The name Iyar (אייר) is often attributed to an acronym for “I am G-d your Healer” (אני י‑י רפאך). This passage comes from Exodus 15:26, shortly after the Jews had left from Egypt and crossed through the Red Sea into the desert of Shur, they found themselves thirsty and without water. On approaching Marah, they complained they could not drink because the water- like the name of the fountain- was bitter. G-d made the water sweet to drink and told the people if they listen to him he will heal them.

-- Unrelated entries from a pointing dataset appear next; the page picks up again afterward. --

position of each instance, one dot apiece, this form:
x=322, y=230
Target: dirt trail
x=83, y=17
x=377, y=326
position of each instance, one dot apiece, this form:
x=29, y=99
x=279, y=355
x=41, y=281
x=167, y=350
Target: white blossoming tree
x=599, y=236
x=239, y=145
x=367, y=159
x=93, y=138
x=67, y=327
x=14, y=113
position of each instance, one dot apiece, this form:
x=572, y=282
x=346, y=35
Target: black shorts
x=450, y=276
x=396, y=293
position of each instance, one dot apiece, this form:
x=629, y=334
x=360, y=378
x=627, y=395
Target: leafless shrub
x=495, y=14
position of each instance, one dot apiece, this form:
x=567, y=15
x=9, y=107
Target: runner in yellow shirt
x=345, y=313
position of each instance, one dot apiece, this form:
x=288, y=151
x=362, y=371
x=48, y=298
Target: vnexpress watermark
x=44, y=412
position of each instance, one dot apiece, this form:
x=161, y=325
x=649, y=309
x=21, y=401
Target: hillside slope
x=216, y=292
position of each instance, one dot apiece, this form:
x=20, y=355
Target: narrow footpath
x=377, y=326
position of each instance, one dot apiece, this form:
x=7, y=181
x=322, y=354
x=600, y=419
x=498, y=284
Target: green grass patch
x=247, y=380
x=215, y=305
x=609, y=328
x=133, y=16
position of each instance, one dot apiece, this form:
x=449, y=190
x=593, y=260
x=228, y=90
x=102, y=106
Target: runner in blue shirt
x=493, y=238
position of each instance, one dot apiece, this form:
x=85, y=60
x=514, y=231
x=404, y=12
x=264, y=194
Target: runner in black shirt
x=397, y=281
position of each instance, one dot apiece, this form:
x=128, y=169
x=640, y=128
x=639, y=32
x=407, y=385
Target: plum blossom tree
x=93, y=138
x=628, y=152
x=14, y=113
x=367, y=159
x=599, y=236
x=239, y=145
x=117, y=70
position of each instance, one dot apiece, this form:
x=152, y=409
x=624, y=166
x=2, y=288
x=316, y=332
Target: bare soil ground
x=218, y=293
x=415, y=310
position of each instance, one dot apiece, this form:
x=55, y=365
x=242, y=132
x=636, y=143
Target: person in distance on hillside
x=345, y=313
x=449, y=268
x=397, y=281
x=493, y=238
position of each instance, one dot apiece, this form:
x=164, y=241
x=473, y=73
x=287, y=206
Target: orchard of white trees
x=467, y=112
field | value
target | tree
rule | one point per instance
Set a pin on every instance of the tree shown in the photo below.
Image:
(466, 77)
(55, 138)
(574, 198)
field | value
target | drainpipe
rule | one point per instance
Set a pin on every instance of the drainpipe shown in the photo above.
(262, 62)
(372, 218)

This passage indicates that the month of Iyar is a time for healing.

During Iyar, there are three Israeli National holidays and two religiously-observed ones. On the 4th of Iyar, Israel commemorates Fallen Soldiers and Victims of Terror during Yom Hazikaron or Israeli Memorial Day. As the sun sets on Memorial Day, Independence day is ushered in with fireworks and joyous celebration on the 5th of Iyar. Later, on the 28th of Iyar, Jerusalem Day is recognized, as it is the day the Old City of Jerusalem was captured and Jerusalem was reunified following the Six-Day War in 1967.

Pesach Sheni, or the holiday of ‘second chances’, falls on Iyar 14th. Pesach Sheni means “The Second Passover” and was created at the request of people who were unable to participate in the Passover sacrifice. Therefore G-d created this holiday, one month after Passover, for those unable to participate as a second chance. This reminds us that it is never too late.

Finally, there is the holiday of Lag B’omer on the 18th of Iyar. This is the anniversary of the passing of Rabbi Shimon Bar Yochai. Rabbi Shimon Bar Yochai (also known as Rashbi) was a great sage in Judea in the time following the destruction of the Second Temple. He requested that his day of passing should be a day of joy and has become a minor holiday of sorts. It is commemorated with bonfires, outings, and festivities especially at the site of his grave in Meron. In past years, it has been recorded that nearly one million people attended.

Lev Haolam wishes you a very joyous month of Iyar, full of healing and blessings from Israel.